# Advanced Theano in Keras

To illustrate how Keras can allow us to build advanced models in Theano concisely, lets build both a fully-connected as well as a deep convolutional neural network to classify hand-written digits into their classes. 

Let's first start by building a fully-connected network:

In [1]:
from keras.models import Model
from keras.layers import Input, Flatten, Dense

# define model architecture
input_ = Input(shape=(28, 28))
flat_input = Flatten()(input_)
hidden = Dense(100, activation='relu')(flat_input)
output = Dense(10, activation='softmax')(hidden)

# build model and compile
model = Model(input=[input_], output=[output])
model.compile(
    optimizer='sgd',
    loss='categorical_crossentropy',
    metrics=['accuracy']
)
model.summary()

Using Theano backend.


____________________________________________________________________________________________________
Layer (type)                     Output Shape          Param #     Connected to                     
input_1 (InputLayer)             (None, 28, 28)        0                                            
____________________________________________________________________________________________________
flatten_1 (Flatten)              (None, 784)           0           input_1[0][0]                    
____________________________________________________________________________________________________
dense_1 (Dense)                  (None, 100)           78500       flatten_1[0][0]                  
____________________________________________________________________________________________________
dense_2 (Dense)                  (None, 10)            1010        dense_1[0][0]                    
Total params: 79510
_______________________________________________________________________

Now lets load the data and do some preprocessing to it. 

In [2]:
import numpy as np
from keras.datasets import mnist
from keras.utils.np_utils import to_categorical


def preprocess_data(x, y):
    
    # conver to float32, normalize, and one-hot 
    x = np.asarray(x, dtype='float32') / 256.
    y = to_categorical(y, nb_classes=10) 
    
    return x, y


# load the data
(x_train, y_train), (x_test, y_test) = mnist.load_data()

# preprocess the data
x_train, y_train = preprocess_data(x_train, y_train)
x_test, y_test = preprocess_data(x_test, y_test)
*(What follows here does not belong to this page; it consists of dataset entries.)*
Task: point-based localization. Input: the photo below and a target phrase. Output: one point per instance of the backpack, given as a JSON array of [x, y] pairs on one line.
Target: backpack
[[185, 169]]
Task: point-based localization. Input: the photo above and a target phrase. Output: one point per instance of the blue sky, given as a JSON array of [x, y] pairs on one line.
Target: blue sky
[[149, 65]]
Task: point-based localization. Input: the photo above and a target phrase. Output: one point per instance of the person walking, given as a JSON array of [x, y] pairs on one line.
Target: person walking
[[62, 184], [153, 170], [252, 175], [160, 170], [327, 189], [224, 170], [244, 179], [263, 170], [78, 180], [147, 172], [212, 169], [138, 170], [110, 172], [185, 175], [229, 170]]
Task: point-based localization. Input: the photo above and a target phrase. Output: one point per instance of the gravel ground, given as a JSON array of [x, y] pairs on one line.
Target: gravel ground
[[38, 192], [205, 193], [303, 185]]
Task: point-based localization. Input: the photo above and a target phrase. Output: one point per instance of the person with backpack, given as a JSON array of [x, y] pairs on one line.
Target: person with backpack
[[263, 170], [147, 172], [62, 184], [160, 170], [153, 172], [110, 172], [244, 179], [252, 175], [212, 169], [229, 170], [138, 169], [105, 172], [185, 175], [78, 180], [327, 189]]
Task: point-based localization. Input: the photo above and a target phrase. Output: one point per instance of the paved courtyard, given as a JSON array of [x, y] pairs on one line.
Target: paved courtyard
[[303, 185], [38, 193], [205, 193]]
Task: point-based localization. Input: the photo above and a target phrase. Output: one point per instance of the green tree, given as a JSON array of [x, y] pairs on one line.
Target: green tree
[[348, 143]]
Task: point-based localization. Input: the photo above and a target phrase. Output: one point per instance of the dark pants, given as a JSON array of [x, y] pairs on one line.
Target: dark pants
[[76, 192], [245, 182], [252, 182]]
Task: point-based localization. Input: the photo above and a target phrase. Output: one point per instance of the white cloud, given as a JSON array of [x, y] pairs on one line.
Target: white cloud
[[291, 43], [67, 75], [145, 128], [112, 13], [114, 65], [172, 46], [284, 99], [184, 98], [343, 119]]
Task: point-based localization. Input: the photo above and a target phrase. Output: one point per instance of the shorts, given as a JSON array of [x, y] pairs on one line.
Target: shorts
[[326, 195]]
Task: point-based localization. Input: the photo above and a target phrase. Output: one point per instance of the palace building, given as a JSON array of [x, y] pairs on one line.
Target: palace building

Next we can pass this data to our model so that it can fit to it. 

In [3]:
# fit model to the data
hist = model.fit(
    x=x_train, y=y_train, batch_size=32,
    nb_epoch=10, verbose=1, validation_split=0.3
)

Train on 42000 samples, validate on 18000 samples
Epoch 1/10
Epoch 2/10
Epoch 3/10
Epoch 4/10
Epoch 5/10
Epoch 6/10
Epoch 7/10
Epoch 8/10
Epoch 9/10
Epoch 10/10


In [4]:
import json

# save model history after fitting          
with open('model_history.txt', 'w') as save_file:
    json.dump(hist.history, save_file)
save_file.close()

# save model architecture, weights, and config
model.save('my_model.h5')

We can see that with a very simple model, we get very reasonable results on MNIST classificaiton. 

As a comparison and to introduce some more complex layers, we can also build a deep convolutional neural network with relative ease. 

In [5]:
from keras.layers import Convolution2D, MaxPooling2D, BatchNormalization, Activation, GlobalAveragePooling2D

# define model architecture
input_ = Input(shape=(1, 28, 28))

net = Convolution2D(32, 5, 5, activation='linear')(input_)
net = BatchNormalization(mode=0, axis=1)(net)
net = Activation('relu')(net)
net = MaxPooling2D(pool_size=(2, 2))(net)

net = Convolution2D(64, 3, 3, activation='linear')(net)
net = BatchNormalization(mode=0, axis=1)(net)
net = Activation('relu')(net)
net = MaxPooling2D(pool_size=(2, 2))(net)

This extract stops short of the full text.